Core beliefs about learning
I view learning as a liberating process that helps people understand the world, develop their abilities, and participate more fully in society. Education is not simply the delivery of information. It should cultivate intellectual independence, curiosity, confidence, and the capacity to continue learning beyond the classroom.
As an educator, I aim to create a supportive and inclusive environment in which students feel able to ask questions, take intellectual risks, and engage seriously with difficult material. Students bring different experiences, responsibilities, and barriers to learning. Clear expectations, multiple forms of explanation, structured guidance, and reasonable flexibility can help more students succeed without lowering academic standards.
Goals for students
My goal is for students to leave my courses better able to reason independently, evaluate evidence, communicate technical ideas clearly, and apply their knowledge in unfamiliar situations.

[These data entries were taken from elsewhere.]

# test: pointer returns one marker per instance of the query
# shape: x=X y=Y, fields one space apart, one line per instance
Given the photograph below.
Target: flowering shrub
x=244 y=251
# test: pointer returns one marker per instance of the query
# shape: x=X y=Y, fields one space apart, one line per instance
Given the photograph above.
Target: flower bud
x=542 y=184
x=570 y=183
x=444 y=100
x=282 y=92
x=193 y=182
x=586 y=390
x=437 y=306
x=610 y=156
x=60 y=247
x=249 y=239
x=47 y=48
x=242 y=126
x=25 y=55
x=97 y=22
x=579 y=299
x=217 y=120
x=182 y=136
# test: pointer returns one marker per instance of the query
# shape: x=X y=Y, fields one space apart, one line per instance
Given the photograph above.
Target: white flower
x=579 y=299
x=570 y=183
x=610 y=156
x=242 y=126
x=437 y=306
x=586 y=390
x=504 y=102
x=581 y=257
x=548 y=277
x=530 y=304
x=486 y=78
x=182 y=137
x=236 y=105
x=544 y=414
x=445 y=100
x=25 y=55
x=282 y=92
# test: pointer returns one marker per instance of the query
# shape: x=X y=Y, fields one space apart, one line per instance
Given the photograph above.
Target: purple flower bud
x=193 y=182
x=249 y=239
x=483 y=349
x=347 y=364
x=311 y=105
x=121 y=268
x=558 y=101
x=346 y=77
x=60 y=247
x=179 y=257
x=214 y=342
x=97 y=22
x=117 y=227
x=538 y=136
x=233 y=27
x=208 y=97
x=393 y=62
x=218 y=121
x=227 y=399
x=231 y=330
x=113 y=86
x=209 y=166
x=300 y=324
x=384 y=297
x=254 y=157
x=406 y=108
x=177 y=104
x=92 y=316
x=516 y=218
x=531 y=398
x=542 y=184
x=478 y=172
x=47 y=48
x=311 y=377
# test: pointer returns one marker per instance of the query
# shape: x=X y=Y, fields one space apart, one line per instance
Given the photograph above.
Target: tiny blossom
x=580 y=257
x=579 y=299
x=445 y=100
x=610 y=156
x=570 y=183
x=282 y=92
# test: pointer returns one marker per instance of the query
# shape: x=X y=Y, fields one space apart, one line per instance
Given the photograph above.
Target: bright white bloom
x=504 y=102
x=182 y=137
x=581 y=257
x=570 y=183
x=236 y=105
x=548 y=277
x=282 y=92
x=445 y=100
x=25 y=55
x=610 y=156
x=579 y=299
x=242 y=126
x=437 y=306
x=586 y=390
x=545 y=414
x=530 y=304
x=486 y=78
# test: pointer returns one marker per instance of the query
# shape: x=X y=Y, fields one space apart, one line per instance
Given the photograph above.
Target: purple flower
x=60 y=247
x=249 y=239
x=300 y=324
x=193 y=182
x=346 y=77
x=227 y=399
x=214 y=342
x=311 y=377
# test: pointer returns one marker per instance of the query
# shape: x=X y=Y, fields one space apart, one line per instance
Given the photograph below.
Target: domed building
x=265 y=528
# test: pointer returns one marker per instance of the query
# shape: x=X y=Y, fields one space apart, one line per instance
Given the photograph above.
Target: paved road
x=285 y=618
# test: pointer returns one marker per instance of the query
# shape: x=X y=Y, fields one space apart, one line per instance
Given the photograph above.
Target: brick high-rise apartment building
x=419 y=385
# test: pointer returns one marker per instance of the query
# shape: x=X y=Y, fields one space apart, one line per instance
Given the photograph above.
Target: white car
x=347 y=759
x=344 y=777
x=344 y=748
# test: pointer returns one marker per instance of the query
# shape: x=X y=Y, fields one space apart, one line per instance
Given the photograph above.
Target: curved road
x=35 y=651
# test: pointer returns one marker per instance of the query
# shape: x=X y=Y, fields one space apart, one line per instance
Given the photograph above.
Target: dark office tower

Vocational preparation matters, particularly in science and engineering, but education should also foster creativity, reflection, and intellectual curiosity.
I want students to understand not only how to solve a problem, but also how to identify the assumptions behind it, assess the limitations of a method, and recognize the broader consequences of technical work. These habits prepare students for employment, further study, and thoughtful participation in society.
Teaching methods
I use a hands-on, multimodal approach that combines direct instruction, guided practice, and independent inquiry. Analogies, visualizations, physical models, computational tools, and practical demonstrations can provide different routes into the same concept. I also encourage students to move between mathematical, verbal, visual, and physical representations so that their understanding is not tied to a single method.
Research and engineering provide valuable contexts for learning. I encourage students to work with incomplete information, practical constraints, and problems that may have more than one reasonable solution. These experiences help students connect theory with practice and develop judgment rather than relying only on memorized procedures.
I welcome diverse perspectives and foster respectful discussion, particularly when scientific questions intersect with ethics, history, public policy, or philosophy. When appropriate, I draw on my own nontraditional academic path to make persistence, uncertainty, and intellectual growth more visible. The purpose is not to center my experience, but to show that learning is often nonlinear and that difficulty does not imply a lack of ability.
Inclusion and student support
My experience with ADHD and anxiety has made me attentive to the ways that course structure, ambiguity, time pressure, and personal circumstances can affect learning. Inclusive teaching begins with course design rather than relying only on individual accommodations after problems arise.
I therefore value transparent instructions, predictable organization, accessible materials, opportunities for questions, and feedback early enough for students to improve. Flexibility should be purposeful and equitable. It should help students meet the learning goals while preserving fairness and intellectual rigor.
Assessment and improvement
Assessment should provide evidence of learning and help students improve. I favor assignments that require explanation, interpretation, application, and revision rather than recall alone. When possible, I use low-stakes practice, scaffolded tasks, and timely feedback to help students identify misunderstandings before they become entrenched.
I also rely on feedback from students and colleagues to improve my teaching. Mid-course surveys, informal conversations, office hours, peer observation, and patterns in student work can reveal where explanations, pacing, assignment design, or classroom practices need revision. I treat teaching as an iterative process and adjust my methods when evidence shows that students are not learning as intended.
Professional development and aspirations
I am committed to continued growth as an educator and to using evidence-based teaching practices. I am particularly interested in integrating research, computation, and engineering design into science education. Meaningful projects can help students learn to work within resource constraints, communicate across disciplines, and connect technical decisions with real-world consequences.
My broader aim is to foster a community of learners who are curious, independent, reflective, and prepared to contribute to society. Education should equip students for professional life, but its purpose is larger. It should expand their ability to understand, question, create, and act.